Sams durchdringender Blick ruhte auf ihm, ein deutlicher Beweis, dass er dessen Aufmerksamkeit eingefangen hatte. Sehr gut!
»Ich will Euren Schutz! Niemand wird Gretchen zu nahe kommen! Und ich will mein Pferd!«
Der Bursche war deutlich zu gierig, aber da er derzeit in ungewöhnlich nachgiebiger Laune war, stimmte er zu.

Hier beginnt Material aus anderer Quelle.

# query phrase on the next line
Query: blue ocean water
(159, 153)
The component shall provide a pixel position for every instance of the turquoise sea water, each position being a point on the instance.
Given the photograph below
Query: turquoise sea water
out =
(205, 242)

Sam atmete aus und verlor dabei einiges seiner zuvor verbissenen Haltung. Er sackte zusammen.
»Im Gegenzug erwarte ich deinen Gehorsam und deine Dienste. Gretchen wird die anderen Frauen unterstützen und von ihnen lernen.« Angespannt wartete Hawk, als ginge es um mehr als die Zustimmung eines bockigen Jünglings.
»Dienen?«, hauchte die Magd und starrte Sam dabei an, als wäre es ein monströser Vorschlag.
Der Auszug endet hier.